Crimetime 993 - Titelfoto © Fernsehen der DDR / ARD
Man kann den Zug des Lebens nicht aufhalten, aber sich vor ihn zu werfen, ist auch keine Lösung
Vorwort 2021
Am 27.06.1971 wurde der erste Polizeiruf „Der Fall Lisa Murnau“ im Fernsehen der DDR ausgestrahlt.

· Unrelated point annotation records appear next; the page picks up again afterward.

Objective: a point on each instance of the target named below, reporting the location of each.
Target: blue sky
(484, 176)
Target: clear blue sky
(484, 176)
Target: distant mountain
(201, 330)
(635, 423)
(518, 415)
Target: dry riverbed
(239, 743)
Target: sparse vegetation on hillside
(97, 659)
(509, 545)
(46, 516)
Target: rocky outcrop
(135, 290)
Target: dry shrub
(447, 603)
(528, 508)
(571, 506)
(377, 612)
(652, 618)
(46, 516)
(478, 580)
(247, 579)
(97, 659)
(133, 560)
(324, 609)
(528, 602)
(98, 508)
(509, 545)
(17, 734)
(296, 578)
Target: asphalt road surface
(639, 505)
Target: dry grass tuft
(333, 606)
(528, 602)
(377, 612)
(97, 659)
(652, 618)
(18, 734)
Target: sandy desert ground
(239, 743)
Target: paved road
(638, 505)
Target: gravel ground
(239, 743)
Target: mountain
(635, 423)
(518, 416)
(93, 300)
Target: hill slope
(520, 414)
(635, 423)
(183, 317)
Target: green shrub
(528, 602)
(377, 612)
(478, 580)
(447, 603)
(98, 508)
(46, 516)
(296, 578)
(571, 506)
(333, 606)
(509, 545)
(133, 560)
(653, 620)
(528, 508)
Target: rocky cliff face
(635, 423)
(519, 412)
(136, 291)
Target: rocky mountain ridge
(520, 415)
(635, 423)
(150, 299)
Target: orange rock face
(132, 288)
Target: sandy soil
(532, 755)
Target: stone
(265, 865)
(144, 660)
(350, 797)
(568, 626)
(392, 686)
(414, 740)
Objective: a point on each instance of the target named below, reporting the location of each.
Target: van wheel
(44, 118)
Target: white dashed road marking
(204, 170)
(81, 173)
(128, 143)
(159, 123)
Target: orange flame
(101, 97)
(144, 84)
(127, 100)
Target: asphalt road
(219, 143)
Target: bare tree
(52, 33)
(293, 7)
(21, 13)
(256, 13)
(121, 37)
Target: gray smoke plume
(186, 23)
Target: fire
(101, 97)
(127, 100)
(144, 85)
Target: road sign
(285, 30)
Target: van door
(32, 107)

Anlässlich des bevorstehenden 50. Jahrestages der Reihe beschleunigen wir die Veröffentlichung unserer Kritiken und werfen im Juni 2021 mindestens alle zwei Tage ein Schlaglicht auf die Reihe – in Form unserer Rezensionen zu Polizeiruf-Episoden und einigen Dokumentarfilmen.
Zu „Schranken“
In diesem 77. Polizeiruf gibt es, bis auf einen Diebstahl par Occassion, kein Delikt – und trotzdem Schuld und Verstrickung. Die Schranken des Lebens kann man nicht einfach umgehen, wie die Bahndammszenen sinnbildlich zeigen, aber man kann warten, bis sie sich öffnen, und dann beherzt weiterfahren. Das gelingt der Protagonistin in diesem Film nicht und daraus ergeben sich dramatische Folgen. Mehr dazu in der -> Rezension.
Handlung (1)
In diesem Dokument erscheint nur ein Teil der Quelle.